Discommunication Disco

寂しい星の寂しい人へ

セライル⑧ 臙脂の扉(2)

 女の言うまた来た、という言葉がセライルの耳に引っ掛かった。確かあの老人は「セライル」という名前を、まるで護符か何かのように語っていたが、以前にも自分と同じように、透明病になりたくて(あるいは他のあらゆる望みを抱えて)、塔の中へ入った人間がいたのだろうか。

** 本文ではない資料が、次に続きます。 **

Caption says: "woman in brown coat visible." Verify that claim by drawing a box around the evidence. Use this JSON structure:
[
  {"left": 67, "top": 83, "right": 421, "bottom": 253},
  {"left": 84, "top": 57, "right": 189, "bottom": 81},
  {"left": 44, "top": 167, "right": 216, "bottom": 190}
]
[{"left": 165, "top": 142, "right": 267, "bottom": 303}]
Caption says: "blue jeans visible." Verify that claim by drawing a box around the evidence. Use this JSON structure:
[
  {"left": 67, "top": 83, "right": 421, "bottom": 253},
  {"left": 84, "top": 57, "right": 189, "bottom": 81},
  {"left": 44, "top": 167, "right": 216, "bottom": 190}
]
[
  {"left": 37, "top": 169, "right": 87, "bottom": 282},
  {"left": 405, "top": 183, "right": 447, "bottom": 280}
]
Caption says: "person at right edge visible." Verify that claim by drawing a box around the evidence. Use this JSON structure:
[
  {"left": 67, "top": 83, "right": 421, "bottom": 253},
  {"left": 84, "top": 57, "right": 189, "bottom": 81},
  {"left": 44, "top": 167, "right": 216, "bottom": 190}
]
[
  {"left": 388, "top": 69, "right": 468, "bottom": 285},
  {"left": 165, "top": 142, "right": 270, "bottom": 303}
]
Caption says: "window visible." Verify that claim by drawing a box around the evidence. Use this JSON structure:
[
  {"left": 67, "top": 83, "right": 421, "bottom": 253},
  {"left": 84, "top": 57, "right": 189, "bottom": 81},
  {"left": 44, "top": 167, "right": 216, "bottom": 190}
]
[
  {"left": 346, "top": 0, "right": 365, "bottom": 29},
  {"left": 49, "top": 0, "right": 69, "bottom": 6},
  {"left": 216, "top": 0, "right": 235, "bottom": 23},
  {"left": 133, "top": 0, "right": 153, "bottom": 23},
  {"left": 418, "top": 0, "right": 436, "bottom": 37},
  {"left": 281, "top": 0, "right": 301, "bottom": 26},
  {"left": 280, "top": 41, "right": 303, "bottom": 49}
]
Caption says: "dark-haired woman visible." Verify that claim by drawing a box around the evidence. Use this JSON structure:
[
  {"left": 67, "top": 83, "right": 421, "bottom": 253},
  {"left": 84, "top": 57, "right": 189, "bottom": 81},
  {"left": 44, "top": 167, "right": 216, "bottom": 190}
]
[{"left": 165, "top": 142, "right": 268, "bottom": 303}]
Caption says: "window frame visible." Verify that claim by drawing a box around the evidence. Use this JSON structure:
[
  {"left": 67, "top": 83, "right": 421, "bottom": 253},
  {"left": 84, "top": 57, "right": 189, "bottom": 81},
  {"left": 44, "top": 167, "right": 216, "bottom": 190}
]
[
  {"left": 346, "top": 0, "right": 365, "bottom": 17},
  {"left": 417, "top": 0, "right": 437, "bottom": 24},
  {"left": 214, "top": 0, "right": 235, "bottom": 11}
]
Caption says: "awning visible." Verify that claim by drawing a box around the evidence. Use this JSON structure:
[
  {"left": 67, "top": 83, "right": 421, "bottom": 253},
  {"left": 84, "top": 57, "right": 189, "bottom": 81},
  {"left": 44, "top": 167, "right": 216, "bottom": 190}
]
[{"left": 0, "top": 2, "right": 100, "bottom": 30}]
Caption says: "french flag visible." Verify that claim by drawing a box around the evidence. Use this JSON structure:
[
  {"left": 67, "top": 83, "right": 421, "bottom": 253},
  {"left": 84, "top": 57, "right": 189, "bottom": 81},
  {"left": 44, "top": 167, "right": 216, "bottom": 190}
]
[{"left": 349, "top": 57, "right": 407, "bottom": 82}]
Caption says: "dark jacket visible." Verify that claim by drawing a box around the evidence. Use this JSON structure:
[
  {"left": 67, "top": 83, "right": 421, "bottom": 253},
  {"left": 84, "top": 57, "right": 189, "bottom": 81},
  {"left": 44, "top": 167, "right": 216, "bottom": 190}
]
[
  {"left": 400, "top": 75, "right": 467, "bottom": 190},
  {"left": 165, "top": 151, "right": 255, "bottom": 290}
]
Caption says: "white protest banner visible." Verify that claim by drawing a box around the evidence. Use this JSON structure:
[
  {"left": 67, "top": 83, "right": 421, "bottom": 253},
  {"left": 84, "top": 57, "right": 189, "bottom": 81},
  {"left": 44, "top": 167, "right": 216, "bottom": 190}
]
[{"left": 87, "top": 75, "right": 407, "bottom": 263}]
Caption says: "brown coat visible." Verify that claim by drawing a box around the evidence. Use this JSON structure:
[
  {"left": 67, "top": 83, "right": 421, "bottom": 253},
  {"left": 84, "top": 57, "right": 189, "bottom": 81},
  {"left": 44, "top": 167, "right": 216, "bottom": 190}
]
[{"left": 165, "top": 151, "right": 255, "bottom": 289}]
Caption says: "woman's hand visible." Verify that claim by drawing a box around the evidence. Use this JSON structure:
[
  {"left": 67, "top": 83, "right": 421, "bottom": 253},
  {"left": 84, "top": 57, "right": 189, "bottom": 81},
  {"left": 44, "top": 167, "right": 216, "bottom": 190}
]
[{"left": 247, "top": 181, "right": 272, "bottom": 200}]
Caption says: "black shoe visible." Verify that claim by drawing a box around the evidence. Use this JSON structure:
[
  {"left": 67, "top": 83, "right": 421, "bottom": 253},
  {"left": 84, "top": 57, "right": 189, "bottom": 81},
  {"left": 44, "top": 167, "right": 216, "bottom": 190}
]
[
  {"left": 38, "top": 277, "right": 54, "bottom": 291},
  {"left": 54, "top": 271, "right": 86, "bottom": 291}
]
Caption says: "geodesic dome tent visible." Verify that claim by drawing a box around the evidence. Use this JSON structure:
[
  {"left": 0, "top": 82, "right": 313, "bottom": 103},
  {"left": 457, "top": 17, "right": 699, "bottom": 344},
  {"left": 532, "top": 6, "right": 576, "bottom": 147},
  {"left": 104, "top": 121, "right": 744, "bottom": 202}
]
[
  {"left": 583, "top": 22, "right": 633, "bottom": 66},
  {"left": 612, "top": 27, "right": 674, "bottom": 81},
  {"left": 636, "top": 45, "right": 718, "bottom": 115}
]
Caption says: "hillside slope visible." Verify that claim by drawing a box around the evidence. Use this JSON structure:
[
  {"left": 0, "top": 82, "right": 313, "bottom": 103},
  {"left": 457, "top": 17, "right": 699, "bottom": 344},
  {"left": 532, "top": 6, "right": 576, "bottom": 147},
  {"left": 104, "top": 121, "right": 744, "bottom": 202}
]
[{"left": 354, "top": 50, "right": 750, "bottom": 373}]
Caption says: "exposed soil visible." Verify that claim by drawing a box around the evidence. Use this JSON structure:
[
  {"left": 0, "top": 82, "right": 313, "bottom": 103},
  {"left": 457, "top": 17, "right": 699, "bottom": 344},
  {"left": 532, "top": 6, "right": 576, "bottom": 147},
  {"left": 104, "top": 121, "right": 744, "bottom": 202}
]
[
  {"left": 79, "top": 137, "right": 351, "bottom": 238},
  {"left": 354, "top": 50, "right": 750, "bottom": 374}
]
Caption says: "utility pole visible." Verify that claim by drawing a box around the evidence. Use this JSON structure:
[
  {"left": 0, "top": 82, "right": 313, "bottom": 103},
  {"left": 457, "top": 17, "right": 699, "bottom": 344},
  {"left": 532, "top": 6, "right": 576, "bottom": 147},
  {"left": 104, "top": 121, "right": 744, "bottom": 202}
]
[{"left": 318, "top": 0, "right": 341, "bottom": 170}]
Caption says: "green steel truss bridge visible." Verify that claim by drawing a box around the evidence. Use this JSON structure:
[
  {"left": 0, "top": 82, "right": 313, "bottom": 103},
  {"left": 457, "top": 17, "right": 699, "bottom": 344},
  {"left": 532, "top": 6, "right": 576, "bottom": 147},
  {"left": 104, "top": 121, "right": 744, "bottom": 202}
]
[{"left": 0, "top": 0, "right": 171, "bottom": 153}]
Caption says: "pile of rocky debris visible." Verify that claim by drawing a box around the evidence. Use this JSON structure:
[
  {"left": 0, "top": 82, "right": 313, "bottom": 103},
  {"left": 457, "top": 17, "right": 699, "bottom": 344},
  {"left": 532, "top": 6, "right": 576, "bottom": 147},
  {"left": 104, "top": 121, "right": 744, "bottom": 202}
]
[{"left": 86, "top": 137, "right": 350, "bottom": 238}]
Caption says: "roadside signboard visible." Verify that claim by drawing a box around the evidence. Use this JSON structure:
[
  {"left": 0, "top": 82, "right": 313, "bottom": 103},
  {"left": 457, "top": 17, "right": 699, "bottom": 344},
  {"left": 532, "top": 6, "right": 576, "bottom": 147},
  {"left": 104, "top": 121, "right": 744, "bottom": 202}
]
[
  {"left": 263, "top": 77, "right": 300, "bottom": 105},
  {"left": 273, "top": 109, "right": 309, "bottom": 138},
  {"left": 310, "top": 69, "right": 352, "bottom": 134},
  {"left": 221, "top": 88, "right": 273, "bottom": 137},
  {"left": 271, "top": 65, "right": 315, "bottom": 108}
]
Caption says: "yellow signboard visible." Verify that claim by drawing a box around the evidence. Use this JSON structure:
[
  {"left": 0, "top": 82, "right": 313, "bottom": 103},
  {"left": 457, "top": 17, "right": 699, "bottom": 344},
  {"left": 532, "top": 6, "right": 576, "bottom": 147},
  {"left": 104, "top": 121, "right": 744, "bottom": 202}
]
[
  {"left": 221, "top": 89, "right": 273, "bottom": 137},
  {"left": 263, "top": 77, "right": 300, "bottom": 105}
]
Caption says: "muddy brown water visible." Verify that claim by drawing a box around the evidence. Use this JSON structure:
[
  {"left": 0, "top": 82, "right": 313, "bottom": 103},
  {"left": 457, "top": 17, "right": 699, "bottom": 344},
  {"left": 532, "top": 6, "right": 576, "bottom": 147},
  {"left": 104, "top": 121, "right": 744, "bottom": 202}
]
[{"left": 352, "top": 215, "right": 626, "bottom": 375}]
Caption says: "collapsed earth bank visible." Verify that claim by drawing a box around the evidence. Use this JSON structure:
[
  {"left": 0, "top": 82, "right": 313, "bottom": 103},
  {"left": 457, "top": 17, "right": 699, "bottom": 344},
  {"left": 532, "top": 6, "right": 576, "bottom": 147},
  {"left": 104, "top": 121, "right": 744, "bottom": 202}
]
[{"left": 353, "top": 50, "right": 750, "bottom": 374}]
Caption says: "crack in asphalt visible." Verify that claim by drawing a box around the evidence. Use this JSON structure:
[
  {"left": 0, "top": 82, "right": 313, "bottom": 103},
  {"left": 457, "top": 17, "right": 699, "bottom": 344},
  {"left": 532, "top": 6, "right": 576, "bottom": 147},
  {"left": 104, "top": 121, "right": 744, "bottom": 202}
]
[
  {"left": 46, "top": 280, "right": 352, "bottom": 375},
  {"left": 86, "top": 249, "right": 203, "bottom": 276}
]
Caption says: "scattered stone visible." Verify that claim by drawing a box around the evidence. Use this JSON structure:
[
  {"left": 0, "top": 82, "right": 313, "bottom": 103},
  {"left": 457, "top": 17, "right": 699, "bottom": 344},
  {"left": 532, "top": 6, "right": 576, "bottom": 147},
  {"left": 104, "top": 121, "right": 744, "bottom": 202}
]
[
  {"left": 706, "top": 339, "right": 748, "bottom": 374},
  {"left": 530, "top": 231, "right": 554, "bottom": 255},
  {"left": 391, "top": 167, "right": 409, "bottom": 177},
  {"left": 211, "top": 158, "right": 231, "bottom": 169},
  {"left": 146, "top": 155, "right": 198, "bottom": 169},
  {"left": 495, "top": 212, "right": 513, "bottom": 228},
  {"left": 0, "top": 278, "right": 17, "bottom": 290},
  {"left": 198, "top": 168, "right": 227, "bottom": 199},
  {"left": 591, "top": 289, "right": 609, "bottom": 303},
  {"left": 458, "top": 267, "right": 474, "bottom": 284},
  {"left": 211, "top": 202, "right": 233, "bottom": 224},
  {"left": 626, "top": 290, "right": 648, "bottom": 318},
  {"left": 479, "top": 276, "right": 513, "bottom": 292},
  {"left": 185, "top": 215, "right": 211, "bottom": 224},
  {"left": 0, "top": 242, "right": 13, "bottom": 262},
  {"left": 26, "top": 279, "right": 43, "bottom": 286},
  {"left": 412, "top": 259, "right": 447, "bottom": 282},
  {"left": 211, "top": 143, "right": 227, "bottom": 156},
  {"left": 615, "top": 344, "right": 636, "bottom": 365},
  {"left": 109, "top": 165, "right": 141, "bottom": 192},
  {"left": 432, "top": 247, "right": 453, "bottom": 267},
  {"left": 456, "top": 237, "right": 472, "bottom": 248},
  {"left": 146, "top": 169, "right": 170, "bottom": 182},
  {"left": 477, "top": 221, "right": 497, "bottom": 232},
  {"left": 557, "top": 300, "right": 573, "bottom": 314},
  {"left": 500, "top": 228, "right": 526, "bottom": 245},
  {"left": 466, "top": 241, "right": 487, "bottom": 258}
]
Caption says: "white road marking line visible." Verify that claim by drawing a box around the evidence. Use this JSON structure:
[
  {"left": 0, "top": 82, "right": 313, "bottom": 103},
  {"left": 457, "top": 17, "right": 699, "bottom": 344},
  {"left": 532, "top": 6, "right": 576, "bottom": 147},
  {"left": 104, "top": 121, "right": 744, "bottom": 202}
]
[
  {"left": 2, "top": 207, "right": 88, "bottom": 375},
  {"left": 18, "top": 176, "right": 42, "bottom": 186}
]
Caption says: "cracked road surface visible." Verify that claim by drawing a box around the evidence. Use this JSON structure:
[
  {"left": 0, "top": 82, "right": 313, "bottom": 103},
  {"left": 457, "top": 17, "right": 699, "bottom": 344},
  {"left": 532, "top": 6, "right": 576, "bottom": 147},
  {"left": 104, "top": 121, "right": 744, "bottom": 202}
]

 それだけではなく、このパフォーマーのような、安アパートに場違いな恰好をした女は、「ここから出られたのに」とも言った。セライルは自分の上着の裾をきつく握りしめた――この女は間違いなく、死者の一人なのだろう。そして、もしかすると、「セライル」以外の人間を見つけて捕らえたならば、その魂と引き換えに、塔から出て生き返る権利を与えられるのかもしれない。それは彼女の憶測にすぎなかったが、警戒するに十分な理由となりえた。

 押し黙ったままのセライルの顔を覗き込むようにして、女は笑いかけて言った。

 「ねえ、折角来たんだし、少し休んでいきなよ」

 「……え」

 「あなた、何代目のセライルなのか知らないけれど、これから先、長いんでしょ。私も久々に話し相手が欲しいし、お喋りしましょ。もっとも、ここには今、何もないけれど」

 その表情が柔らかいので、幾らかセライルの緊張は解れ始め、女に促されるままに彼女はテーブルの前へ腰を降ろした。女は彼女の向かい側に足を崩して座り、頬杖をついて上機嫌に微笑んでいる。死者という立場だから物騒な台詞を口にするだけで、もともと外向的な性分なのかもしれない。女は華奢な体格で、そばかすの目立つ白い肌に、彫りの浅い、つぶらな瞳をしていた。歳は二十代後半だろうか。やたらと大きなシルクハットのつばの陰で、傷んだ短い金髪が慎ましく収まっている。

 「ああ、この帽子、やっぱり気になる?」

 セライルの視線に気づいたらしく、女はつばの部分に手をやりながら言った。

 「どのセライルもみんな、私を見るたびに、不思議でたまらない、って顔をするのよ。まあそれはそうよね。こんなおんぼろアパートに、ド派手な手品師の恰好をした女がいるなんて」

 「…どこかでショーをやっていたの?」

 セライルはか細い声で尋ねた。手品やサーカスの舞台へ足を運んだ事は一度もないけれど、絵本の中でその存在を見知っていた。

 「そうね。昔はね」女は頷いて、遠くを見るような目をした。「昔は売れたわよ、ほんとうに……ジャレッドという名前でね…」

 ジャレッドと名乗る女はおもむろに机の上の雑誌を手に取り、ぱらぱらと捲って見せた。雑誌の中盤辺りの見開きに、派手な字体の見出しと、舞台の上で手を振る彼女の白黒写真があった。

 「文字、読める?」

 セライルが首を横に振ると、女は一字一字を指さして説明した。

 「奇跡の手品師、って書かれているのよ。望んだものを、何でも瞬時に取り出したり消したり出来る…」

 そう言って女は不意に帽子を脱ぎ、机の上に置き、右手をパチンと鳴らした。次の瞬間、女が帽子を再び頭上へ戻すと、机の上にはティーポットと洒落たケーキが現れていた。

 「ミトアと少し似ているかしらね」

 絶句するセライルに「どうぞ」と菓子を勧めながら、女は滔々と、自分の過去を語り始めた。